Girl in translation de Jean Kwok, l’aspiration des migrants à une vie meilleure

Girl in Translation de Jean Kwok
Copyright : Riverhead Books

Jean Kwok est une romancière de nationalités chinoise et américaine. Elle est née à Hong Kong, et avec sa famille, a émigré vers les États-Unis alors qu’elle n’avait que cinq ans. Ses parents n’ayant pas les moyens de parfaitement subvenir aux besoins financiers de leur foyer, elle a passé une partie de son enfance à travailler dans une usine de fabrication de vêtements située dans le quartier de Chinatown, à New York.

Forte de cette expérience singulière, Jean Kwok a travaillé d’arrache-pied pour parvenir à s’inscrire à l’université.

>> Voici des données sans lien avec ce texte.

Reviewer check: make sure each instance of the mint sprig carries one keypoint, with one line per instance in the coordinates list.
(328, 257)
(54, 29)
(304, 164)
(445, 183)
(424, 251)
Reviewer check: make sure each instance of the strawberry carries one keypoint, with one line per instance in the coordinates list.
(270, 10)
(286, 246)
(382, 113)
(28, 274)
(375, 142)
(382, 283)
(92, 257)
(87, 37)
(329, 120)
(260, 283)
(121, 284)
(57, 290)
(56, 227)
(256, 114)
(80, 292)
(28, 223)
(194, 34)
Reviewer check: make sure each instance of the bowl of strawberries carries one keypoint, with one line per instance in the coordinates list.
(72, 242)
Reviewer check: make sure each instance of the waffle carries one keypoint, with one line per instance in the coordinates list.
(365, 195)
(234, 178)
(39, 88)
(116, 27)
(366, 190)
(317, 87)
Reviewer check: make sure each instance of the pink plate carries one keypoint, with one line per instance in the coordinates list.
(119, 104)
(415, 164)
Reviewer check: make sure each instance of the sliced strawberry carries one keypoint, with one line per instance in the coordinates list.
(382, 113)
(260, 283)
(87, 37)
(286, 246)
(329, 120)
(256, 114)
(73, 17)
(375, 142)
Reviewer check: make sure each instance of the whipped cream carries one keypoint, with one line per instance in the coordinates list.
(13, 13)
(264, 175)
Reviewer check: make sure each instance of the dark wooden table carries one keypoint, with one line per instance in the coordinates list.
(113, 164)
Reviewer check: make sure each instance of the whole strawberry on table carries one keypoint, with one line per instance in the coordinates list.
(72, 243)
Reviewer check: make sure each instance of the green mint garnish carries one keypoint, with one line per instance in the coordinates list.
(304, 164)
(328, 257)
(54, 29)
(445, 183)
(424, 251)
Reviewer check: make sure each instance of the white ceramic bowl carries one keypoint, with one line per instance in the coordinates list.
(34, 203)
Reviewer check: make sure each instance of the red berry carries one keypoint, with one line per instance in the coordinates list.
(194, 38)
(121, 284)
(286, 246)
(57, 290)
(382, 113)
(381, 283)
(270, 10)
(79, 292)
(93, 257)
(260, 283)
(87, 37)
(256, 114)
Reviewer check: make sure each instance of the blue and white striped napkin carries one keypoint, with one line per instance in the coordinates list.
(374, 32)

À un stade de son parcours scolaire, elle a dû jongler avec quatre jobs différents pour arriver à financer ses études. Aujourd’hui diplômée de Harvard avec les honneurs et d’une maîtrise en fiction de l’Université de Columbia, Jean Kwok vit au Pays-Bas avec son mari et leurs deux garçons.

J’ai choisi de lire son premier roman, Girl In Translation, car j’ai été impressionnée par son brillant parcours et par sa force de caractère. Avec cet ouvrage, l’écrivaine s’inspire directement de sa vie personnelle et nous invite à découvrir le quotidien des immigrés sino-américains.

Survivre malgré la pauvreté, le combat d’une immigrée

Comme Jean Kwok, l’héroïne principale de ce roman, Kimberly Chang, émigre accompagnée de sa mère de Hong Kong vers New York. Pour elles, les États-Unis représentent alors le rêve américain, la vie en grand, les lumières folles de la nuit, une joie intense… Mais quelques jours après leur arrivée, c’est la désillusion totale.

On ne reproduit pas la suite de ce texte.